Bloomberg has the facts of the case:

Young worked out of a UPS facility in Landover, Maryland. Her job required her to load packages onto vehicles and deliver them to their destination. Although she says the vast majority of those packages were envelope-size, her job description required her to lift parcels of up to 70 pounds.

In 2006, Young became pregnant after in vitro fertilization, and her doctor and midwife said she shouldn’t lift objects weighing more than 20 pounds during the first half of the pregnancy or more than 10 pounds for the rest.

She says UPS refused to accommodate her needs either by adjusting her job responsibilities or by temporarily assigning her to a position that didn’t require heavy lifting.

There were “many, many jobs” she could have performed at the Landover facility, including those that required only handling phone calls or addressing packages, she said in an e-mailed response to a reporter’s question. She also said she would have worked in a nearby facility if the company preferred.

“I was flexible,” Young said. “I just needed my job.”

She went on an unpaid leave of absence and returned to work after her baby was born. She later left UPS.

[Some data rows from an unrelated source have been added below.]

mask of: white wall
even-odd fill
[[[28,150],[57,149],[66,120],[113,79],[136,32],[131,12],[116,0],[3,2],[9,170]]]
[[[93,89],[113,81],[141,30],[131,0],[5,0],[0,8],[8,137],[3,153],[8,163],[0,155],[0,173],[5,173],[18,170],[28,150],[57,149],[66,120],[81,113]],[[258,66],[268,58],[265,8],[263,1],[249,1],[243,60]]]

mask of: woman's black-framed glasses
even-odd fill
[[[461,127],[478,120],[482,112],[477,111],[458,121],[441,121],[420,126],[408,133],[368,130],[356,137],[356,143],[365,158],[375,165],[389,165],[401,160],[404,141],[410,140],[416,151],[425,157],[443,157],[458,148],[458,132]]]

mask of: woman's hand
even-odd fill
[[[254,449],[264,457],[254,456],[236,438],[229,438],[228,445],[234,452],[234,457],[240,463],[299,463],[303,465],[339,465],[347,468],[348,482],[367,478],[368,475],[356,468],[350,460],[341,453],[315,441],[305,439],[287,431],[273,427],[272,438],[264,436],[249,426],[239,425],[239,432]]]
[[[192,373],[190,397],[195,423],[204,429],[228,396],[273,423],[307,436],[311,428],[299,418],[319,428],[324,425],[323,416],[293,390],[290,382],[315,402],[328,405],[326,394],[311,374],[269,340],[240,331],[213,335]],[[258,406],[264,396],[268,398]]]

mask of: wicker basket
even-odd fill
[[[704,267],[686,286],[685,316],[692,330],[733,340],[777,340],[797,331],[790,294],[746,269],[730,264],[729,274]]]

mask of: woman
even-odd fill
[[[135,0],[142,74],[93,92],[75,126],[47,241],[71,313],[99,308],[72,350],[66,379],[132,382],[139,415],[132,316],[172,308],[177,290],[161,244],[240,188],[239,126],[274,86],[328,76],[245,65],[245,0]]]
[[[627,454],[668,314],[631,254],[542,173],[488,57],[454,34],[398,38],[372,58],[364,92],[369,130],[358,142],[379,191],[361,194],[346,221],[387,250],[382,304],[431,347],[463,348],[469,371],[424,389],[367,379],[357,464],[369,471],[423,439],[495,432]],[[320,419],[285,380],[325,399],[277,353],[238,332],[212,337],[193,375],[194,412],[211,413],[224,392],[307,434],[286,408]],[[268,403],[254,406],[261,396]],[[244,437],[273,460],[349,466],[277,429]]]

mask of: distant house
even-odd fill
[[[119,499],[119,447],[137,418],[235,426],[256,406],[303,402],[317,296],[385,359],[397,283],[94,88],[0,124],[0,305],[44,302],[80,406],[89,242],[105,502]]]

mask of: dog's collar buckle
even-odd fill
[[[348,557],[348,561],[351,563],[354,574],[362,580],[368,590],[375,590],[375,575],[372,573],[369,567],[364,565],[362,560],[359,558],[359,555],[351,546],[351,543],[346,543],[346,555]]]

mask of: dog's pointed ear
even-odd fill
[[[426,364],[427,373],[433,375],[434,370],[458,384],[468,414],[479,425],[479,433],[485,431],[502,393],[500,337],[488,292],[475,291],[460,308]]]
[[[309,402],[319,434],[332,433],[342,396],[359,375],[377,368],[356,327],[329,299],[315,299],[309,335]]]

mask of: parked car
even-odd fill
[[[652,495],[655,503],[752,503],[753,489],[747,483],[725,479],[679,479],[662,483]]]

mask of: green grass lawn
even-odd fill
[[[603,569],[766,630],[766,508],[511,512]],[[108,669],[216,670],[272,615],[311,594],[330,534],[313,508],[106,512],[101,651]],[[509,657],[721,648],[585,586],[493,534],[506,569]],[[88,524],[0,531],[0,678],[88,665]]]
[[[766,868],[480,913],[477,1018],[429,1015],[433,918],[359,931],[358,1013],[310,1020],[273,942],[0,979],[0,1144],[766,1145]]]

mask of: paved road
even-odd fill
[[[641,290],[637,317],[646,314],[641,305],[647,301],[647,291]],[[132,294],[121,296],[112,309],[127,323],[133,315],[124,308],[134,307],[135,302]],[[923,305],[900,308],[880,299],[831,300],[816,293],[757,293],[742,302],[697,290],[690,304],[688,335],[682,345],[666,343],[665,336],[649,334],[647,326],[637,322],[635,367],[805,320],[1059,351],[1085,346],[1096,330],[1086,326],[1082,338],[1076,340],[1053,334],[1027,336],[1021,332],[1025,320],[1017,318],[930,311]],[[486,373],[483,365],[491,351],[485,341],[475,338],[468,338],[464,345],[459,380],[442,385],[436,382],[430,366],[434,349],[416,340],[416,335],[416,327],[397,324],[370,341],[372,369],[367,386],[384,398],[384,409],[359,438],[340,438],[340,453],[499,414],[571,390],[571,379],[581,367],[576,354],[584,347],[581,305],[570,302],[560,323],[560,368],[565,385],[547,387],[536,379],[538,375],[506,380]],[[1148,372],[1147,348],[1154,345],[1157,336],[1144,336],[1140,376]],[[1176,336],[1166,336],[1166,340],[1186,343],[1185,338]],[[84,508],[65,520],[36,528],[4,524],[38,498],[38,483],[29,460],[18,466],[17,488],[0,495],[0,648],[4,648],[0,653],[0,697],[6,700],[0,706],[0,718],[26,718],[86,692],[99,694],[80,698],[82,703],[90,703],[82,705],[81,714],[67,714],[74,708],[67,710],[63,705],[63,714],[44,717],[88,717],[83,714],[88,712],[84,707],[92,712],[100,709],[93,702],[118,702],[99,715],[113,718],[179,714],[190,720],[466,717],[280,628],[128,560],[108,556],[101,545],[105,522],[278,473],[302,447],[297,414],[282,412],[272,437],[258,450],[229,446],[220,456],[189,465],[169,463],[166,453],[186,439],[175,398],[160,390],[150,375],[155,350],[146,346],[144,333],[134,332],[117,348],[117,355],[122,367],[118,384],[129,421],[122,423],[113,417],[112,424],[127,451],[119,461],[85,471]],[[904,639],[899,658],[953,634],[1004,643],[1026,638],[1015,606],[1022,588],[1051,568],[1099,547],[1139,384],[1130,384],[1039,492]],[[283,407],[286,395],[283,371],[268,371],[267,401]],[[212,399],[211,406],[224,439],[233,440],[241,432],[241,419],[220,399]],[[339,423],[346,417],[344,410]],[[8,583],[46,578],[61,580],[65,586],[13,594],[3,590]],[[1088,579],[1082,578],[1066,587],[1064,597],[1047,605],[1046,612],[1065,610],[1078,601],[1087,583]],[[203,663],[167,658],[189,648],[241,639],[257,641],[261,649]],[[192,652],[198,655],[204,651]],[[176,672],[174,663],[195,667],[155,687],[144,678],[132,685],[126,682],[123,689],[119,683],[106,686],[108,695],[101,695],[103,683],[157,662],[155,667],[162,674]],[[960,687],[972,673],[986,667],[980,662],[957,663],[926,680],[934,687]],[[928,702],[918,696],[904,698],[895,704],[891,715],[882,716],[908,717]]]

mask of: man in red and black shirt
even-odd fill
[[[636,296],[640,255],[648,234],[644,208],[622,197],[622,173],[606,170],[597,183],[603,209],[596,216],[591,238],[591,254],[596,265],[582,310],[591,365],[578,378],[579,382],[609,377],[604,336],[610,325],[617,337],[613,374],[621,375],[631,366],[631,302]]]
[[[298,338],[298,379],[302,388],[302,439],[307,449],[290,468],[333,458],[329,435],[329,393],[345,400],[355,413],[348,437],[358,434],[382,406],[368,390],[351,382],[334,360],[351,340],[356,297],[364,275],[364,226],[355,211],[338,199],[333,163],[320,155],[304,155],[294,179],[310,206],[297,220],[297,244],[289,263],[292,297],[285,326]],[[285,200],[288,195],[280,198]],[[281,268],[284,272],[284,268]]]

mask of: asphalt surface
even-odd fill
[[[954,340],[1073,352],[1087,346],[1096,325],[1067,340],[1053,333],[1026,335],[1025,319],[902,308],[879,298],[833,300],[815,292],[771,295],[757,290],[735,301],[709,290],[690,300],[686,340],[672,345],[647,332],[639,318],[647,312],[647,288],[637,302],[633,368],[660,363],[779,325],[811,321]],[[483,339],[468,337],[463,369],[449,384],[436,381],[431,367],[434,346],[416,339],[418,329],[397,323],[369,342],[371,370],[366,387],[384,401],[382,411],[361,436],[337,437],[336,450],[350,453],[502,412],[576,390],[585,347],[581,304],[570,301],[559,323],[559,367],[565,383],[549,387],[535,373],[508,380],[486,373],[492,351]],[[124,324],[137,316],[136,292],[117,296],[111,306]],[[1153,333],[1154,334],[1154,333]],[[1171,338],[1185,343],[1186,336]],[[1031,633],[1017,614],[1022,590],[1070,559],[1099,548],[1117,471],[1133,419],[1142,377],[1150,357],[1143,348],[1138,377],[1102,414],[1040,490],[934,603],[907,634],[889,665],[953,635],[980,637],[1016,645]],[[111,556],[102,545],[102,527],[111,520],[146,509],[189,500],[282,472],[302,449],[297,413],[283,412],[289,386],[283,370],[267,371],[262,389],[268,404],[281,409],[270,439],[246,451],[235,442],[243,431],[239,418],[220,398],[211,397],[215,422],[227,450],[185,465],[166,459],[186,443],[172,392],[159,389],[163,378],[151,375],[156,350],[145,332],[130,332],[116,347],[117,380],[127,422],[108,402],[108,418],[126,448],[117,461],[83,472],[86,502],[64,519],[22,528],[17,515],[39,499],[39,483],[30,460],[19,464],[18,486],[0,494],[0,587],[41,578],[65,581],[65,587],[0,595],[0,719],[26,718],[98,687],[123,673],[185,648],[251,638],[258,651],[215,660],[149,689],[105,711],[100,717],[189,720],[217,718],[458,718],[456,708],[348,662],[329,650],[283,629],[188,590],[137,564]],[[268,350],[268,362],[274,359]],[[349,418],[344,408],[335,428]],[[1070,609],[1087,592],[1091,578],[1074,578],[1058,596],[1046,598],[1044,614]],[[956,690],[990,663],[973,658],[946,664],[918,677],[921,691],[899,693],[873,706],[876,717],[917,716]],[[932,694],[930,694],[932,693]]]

End game aside, it’s a fair question: if you have another, similar group you’re accommodating with lighter work during a temporary disability, why not include into the mix pregnant women who develop similar disabilities?

To be honest, I’d never really thought about it before I read the briefs in this case; I assumed that they were covered. Young has a long list of amici at her disposal—everyone from anti-abortion groups to the White House has stepped up to ask the Court to take another look at the wording of the Title VII to see if it covers women like Young.

Business associations, on the other hand, are concerned that employers’ ability to implement neutral employment policies would be affected, as well as their ability to offer more desirable positions to more senior employees, and create distinctions between part time and full time positions.

According to reports following oral arguments, the Court doesn’t appear to have signed on to either position. We’ll keep you posted on how the case progresses.